Coupling mechanisms in the SCN network synchronize the oscillatory output of neurons to produce a coherent output signal. Recent studies of SCN slices from mutant mice have revealed that the SCN network confers a robustness against genetic perturbations that is not present at the single cell level (Welsh, Kay). Moreover, the SCN has important internal structure as an oscillator network. Detailed analysis of spatiotemporal patterns of oscillatory gene expression in the SCN indicate that there is a reproducible sequence of activation across SCN subregions, and that some subregions are much more highly rhythmic than others (Welsh). Additionally, although resetting of circadian oscillations by light can be reconstituted even in fibroblasts (Panda, Welsh), the SCN contains specific anatomical pathways important for certain features of photic entrainment.
The CCB is promoting the study of the physiology of the SCN master pacemaker at both cellular and network levels. An exemplary area of inquiry is whether specific functional subtypes of SCN neurons exist, or whether functional differences observed across the intact network arise from network properties alone. Additionally, CCB investigators are exploring to what extent the oscillatory function of single SCN neurons depends on synaptic input and/or intracellular calcium levels. One approach to studying such issues is to study the physiology of labeled subtypes of SCN neurons (Panda). Another is to study how altering depolarization and/or calcium levels affects oscillatory function in SCN neurons (Welsh). A third is to examine how manipulation of specific intercellular signaling pathways affects SCN function (Kay).

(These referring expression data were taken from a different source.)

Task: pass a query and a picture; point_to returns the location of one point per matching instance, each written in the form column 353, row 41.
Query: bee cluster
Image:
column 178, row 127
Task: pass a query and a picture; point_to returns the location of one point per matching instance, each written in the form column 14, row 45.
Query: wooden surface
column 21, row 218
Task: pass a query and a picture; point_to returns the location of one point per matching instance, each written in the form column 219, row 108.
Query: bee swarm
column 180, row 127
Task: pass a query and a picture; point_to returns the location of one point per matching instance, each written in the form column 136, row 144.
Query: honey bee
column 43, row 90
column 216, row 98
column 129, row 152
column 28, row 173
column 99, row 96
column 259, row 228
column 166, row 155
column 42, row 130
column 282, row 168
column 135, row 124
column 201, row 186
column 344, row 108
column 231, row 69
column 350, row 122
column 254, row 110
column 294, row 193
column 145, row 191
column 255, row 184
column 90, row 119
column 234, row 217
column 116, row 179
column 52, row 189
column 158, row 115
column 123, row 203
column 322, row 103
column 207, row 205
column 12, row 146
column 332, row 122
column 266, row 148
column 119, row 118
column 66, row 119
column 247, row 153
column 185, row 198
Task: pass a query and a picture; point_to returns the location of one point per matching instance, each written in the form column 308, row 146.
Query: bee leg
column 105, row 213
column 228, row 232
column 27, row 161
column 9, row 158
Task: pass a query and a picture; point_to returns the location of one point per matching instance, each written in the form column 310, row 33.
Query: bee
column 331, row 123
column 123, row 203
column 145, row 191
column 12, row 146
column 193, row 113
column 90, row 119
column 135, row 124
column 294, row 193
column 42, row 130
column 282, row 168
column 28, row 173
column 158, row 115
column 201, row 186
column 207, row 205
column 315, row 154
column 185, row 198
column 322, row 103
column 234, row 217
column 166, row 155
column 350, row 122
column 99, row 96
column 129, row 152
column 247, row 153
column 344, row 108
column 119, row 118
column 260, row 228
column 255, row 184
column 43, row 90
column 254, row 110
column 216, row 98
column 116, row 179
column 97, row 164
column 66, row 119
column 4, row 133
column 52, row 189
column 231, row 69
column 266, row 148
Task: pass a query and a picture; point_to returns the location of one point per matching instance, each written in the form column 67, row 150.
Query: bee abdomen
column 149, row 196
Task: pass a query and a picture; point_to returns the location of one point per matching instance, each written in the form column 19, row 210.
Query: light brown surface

Cross-disciplinary collaboration is a hallmark of the CCB, and investigation of oscillator networks is no exception. Exploration of oscillator networks at the cellular level complements studies approached from behavioral and physiological levels. For example, the circadian pacemakers of organisms from flies to humans have been designed to accommodate seasonal change in their environments by generating markedly different oscillations, presumably through altered interactions of component neural oscillators. Model systems have been developed that permit environmental manipulations to be used to produce novel biological clock entrainment patterns in hamsters and mice and to alter coupling between formally described circadian oscillators (Gorman). Ongoing work at the CCB aims to explore how SCN physiology and the performance of the SCN at the cellular network level yield the oscillatory features displayed at the behavioral level. CCB investigators are using tools such as in situ hybridization and luminescence imaging, at the molecular level, to probe fundamental questions about the control of circadian flexibility in such entrainment models.